Sire 1979. SIR 4020
I stopped listening to chart music a long time ago. I guess that’s partly because of my advancing years, but it’s also because records like this never make it these days. It’s completely bonkers and the idea that someone at Sire thought it would sell is hilarious. These days the dead hand of the marketing man has squeezed this sort of thing completely out of the mainstream. I was 13 when this came out and bought it because I thought it was funny, and nearly 35 years down the line it still is.
The A side is a very deadpan electronic cover of Bill Haley’s awful Rock Around The Clock. In fact it was more than just hilarious – it was groundbreaking too. OK, Kraftwerk had been making electronic music for ages, but this was one of the earliest attempts at entirely electronic dance music. Describing it as hilarious implies that it’s just a novelty record, but it’s actually very effective.

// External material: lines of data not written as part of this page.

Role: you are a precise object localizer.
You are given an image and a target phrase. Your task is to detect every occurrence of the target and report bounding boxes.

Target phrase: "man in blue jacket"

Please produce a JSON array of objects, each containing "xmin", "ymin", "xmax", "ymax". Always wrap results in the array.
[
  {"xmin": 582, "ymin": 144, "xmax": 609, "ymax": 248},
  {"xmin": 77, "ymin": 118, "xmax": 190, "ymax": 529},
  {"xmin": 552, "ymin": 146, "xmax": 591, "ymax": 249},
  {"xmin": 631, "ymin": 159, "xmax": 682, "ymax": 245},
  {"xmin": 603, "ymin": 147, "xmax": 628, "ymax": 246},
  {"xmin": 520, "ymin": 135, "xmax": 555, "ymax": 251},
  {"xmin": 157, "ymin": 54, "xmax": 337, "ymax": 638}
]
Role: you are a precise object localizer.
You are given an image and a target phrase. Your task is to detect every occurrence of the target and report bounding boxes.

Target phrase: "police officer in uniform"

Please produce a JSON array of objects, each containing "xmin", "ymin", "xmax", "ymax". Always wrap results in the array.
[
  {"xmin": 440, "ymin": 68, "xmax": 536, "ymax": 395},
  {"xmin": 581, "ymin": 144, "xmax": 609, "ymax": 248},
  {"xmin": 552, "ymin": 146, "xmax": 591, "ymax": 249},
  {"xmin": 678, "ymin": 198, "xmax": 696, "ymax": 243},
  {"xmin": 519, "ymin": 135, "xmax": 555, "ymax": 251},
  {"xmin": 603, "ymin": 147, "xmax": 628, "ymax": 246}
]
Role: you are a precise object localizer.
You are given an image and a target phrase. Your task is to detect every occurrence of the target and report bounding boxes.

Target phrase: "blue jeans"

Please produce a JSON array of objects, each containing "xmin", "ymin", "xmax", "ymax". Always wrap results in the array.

The B side, Moskow Diskow is much less of a novelty record, but really that’s only because it was written by Telex. The style is very similar. I played it to a friend who’s much more into clubbing than I am and it turns out it’s a bit of a classic. I guess you can’t really get away with playing the A side in a club, but I can see that the B side would really work with the peculiar sound really old electronic records usually have.
The incompetent A&R guy at Sire had the last laugh with this one though – against the odds it charted.